Remember a healthy diet should be balanced and include as many fresh ingredients as possible. It is important to avoid additives and chemicals where possible, as these can cause harm to your pup. Ideally, you want to be feeding them a vet approved diet, home cooked (with veterinary guidance), or raw (with guidance).
If you feel like your pooch is dealing with an allergic reaction to their food and they are constantly scratching and just generally unhappy, you might want to think about putting them onto a hypoallergenic diet. Whether you purchase a specialized vet approved diet or make your food, you will still have to gradually introduce new foods into their diet to ensure that they are not experiencing allergies or intolerance.

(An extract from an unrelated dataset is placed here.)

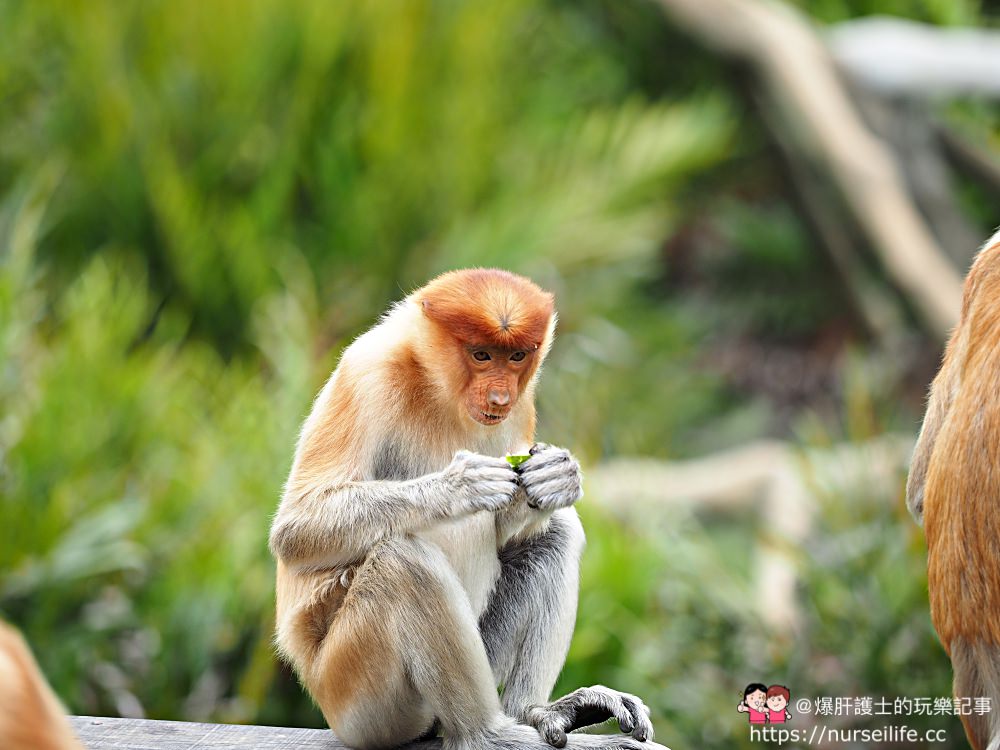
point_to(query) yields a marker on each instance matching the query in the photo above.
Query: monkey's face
(496, 379)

Unfortunately, some pups are just more prone to digestive issues than others, and if your pup experiences food intolerance, it’s going to be a bit of a journey until you find out what foods to avoid.
If you opt for a hypoallergenic diet from your vet be sure to ask them important questions such as:
- How often should I feed my dog?
- What treats can I include in their diet?
- What home cooked foods safe for my dog?
Once You Have Determined The Intolerance
Once you have determined what foods are not agreeing with your pup, it’s important to stick to a diet that works for them. If this means making your food, or only buying a particular vet approved brand that doesn’t cause stomach upset, then it’s worth it to make sure you’re always stocked up on their favorite foods. It can also be a good idea to include a probiotic and digestive enzyme into your dog’s diet to enhance their gut health and promote good bacteria.
Probiotics usually come in capsule, powder, or liquid form and are an amazing way to restore balance in your pup’s gut. A healthy gut with strengthening your dog’s immune system and help them to feel at their optimum. A digestive enzyme is also a great way to boost gut health and help them to get the best from their food.
Dog food intolerances can be annoying and uncomfortable, however with enough dedication and care you can determine what is causing the upset and rectify the problem quickly.